Page 51 - Cyber Defense eMagazine for September 2020
P. 51
New cyber literacy
From the technical standpoint, the main enemy of any state and company is not a brilliant hacker-pro,
but an illiterate employee/citizen who goes to all the links that come to the email, mindlessly clicks on
advertising banners, rummages through dubious sites during working hours. As a result, it could steal
information about customers, transactions, monitor conversations, and clutter the browser with ads. It
has become much easier now because people are always in cyberspace.

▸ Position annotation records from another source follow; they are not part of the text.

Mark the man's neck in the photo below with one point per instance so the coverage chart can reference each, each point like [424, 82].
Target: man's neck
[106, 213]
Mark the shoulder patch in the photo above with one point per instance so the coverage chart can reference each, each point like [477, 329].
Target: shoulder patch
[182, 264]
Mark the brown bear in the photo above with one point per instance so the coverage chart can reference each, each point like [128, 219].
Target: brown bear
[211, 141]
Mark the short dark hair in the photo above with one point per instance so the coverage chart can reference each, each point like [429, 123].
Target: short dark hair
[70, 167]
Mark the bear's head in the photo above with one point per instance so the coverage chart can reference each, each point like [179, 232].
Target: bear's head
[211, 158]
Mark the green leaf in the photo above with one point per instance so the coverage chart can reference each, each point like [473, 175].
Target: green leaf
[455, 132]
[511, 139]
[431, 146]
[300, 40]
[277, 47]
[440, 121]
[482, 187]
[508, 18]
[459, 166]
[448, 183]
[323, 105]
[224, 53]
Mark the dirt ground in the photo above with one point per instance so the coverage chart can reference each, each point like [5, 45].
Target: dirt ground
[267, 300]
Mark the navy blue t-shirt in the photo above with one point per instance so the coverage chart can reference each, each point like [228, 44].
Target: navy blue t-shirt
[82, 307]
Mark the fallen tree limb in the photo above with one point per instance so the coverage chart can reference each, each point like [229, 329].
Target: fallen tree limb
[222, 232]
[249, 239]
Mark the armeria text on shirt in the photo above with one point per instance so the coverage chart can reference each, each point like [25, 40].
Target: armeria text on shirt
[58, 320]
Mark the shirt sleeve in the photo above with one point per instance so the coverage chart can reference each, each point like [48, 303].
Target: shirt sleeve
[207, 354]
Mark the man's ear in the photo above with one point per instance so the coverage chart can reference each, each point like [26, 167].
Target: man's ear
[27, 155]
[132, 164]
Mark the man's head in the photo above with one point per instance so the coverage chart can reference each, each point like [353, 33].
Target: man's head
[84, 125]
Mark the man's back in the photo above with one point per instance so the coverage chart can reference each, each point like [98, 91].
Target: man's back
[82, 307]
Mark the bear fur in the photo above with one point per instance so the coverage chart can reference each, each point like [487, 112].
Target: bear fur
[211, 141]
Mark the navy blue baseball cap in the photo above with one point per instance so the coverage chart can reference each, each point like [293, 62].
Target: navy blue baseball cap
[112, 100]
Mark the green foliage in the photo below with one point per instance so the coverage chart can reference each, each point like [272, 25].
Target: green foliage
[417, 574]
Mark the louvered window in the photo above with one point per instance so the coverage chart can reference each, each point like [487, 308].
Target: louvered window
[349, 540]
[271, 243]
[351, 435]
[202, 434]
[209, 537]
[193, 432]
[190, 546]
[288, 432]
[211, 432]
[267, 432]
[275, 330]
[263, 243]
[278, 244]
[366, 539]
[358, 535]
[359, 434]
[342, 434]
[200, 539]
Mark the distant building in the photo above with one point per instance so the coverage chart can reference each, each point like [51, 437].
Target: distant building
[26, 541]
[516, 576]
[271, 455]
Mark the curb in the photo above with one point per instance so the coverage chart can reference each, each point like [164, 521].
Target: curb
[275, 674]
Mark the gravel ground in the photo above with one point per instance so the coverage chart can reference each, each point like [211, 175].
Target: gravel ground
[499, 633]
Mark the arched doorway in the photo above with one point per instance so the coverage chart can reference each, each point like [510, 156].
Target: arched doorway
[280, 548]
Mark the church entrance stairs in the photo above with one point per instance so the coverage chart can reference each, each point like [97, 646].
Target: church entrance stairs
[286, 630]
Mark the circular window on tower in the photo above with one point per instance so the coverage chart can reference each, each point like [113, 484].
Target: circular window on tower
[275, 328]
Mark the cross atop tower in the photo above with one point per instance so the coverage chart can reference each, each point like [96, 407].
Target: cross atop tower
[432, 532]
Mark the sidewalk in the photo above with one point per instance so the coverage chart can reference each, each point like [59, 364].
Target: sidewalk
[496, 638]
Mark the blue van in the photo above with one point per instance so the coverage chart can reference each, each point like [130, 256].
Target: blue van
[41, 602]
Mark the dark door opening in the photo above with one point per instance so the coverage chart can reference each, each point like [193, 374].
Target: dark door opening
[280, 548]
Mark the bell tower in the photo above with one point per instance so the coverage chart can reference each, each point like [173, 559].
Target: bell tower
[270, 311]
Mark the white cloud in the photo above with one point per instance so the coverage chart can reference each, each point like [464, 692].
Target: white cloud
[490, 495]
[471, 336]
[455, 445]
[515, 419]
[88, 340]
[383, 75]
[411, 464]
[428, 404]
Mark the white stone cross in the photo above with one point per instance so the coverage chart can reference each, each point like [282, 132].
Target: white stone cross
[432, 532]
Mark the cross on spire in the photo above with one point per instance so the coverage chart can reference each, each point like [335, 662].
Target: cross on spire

I conducted a survey to see whether people are aware of cyber threats (account hacking, identity theft,
bullying) through mobile apps (one of the key element of post-digital age). Respondents were people at
the age of 18-64, working not in IT-sphere. Among 386 surveyed 41% are aware of it, 13% have never
thought about it, and 46% unaware of the risk of cyberthreat, while 92% of the surveyed aware of cyber
threat via computers.
Table 1. Awareness of cyber threats via mobile apps and computers
Mobile apps Computers
Aware 41% 13%
Unaware 46% 3%
I do not know 13% 5%
Furthermore, the more information we have, the more we rely on so-called reputational methods of
evaluation. The paradox is that the incredibly increased access to information and knowledge that we
have today does not give us new opportunities and does not make us cognitively autonomous. It only
forces us to rely even more on other people's judgments and assessments about the information that has
fallen on us. Information is only valuable if it has already been filtered, evaluated, and commented on by
others. In this sense, reputation today becomes the central pillar of the post-digital age. The way the
authority of knowledge is built today makes us depend on the inevitably distorted judgments of other
people, most of whom we don't even know.
GlobalWebIndex reports that 90% of Internet users between the ages of 16 and 64 now watch online
videos every month, which, if applied to the total number of Internet users in the world, would amount to
more than half of the world's population. Moreover, 42% of users faced online insults, 32% - with the
spread of rumors, 16% - with threats of physical violence (GlobalWebIndex, 2019). Carriers of extremist
ideas are radicalized on YouTube, and social networks encourage the polarization of political views.
Recommendation algorithms (they show what you will be interested in based on information about you
and your browsing history), which work on all popular resources, contribute to the spread of such content.